Of the 2,932 products that will have zero tariffs from the outset:

  • About 93% (2,714) are industrial goods
  • The remainder includes items from the food sector and raw materials

Among the sectors expected to feel the greatest positive impact are:

  • Machinery and equipment (21.8% of the 2,932 products with immediate tariff elimination);
  • Food (12.5%);
  • Metallurgy (9.1%);
  • Electrical machinery, equipment, and materials (8.9%);
  • Chemical products (8.1%).

In the case of the machinery and equipment sector, for example, nearly 96 percent of Brazilian exports to Europe will now enter duty-free. This includes products such as compressors, industrial pumps, and mechanical parts.

Strategic agreement

The agreement is considered strategic because it significantly expands Brazil’s commercial reach. Currently, countries with which Brazil has trade agreements account for about 9 percent of global imports. With the European Union’s entry, that figure could rise to more than 37 percent.

In addition, the treaty provides greater predictability for companies, with clear rules on trade, government procurement, and technical standards.

Despite the immediate impact, not all products will have tariffs eliminated at once.
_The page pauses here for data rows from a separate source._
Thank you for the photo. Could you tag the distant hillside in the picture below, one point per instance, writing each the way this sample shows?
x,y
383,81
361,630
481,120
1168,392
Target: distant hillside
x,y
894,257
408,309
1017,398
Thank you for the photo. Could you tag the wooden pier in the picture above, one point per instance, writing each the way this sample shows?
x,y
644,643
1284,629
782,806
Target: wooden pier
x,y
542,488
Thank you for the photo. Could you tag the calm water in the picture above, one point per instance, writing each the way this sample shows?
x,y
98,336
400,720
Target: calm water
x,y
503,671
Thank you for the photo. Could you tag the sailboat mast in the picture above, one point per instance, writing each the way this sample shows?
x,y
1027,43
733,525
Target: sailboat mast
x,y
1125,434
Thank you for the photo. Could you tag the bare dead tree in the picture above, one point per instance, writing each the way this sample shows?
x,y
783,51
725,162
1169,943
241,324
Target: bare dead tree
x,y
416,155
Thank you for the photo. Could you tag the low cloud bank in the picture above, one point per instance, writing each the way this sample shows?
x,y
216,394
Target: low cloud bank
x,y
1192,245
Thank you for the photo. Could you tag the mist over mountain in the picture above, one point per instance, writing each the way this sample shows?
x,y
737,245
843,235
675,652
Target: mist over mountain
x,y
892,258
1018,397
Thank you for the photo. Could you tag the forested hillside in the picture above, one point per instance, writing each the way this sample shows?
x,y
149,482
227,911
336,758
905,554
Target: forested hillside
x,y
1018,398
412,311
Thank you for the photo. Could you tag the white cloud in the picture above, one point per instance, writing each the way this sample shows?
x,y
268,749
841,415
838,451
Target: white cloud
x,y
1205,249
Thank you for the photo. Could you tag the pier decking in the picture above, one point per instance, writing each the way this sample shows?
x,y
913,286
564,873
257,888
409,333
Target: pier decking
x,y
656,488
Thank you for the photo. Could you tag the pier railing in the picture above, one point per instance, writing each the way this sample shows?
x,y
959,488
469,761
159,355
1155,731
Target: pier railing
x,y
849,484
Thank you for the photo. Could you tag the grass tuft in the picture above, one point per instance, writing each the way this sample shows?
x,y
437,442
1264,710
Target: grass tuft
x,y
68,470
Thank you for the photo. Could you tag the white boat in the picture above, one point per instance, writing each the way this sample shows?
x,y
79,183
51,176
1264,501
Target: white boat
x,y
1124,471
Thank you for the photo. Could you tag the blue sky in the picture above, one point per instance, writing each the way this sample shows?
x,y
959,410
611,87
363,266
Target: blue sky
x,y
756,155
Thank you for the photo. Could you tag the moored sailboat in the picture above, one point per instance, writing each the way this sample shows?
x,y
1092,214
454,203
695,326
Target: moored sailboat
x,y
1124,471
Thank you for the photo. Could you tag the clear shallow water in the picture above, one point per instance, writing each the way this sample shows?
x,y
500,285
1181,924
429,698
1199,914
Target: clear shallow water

For more sensitive items, the reduction will be phased in gradually:

  • Within 10 years in the European Union;
  • Within 15 years in Mercosur;
  • In some specific cases, such as new technologies, the timeline may extend to 30 years.

Next steps

The agreement’s entry into force marks only the beginning of its implementation. The Brazilian government must still regulate details such as the distribution of export quotas among Mercosur countries.

In addition, business associations from both blocs are expected to create a committee to monitor the agreement’s implementation and help companies seize new opportunities.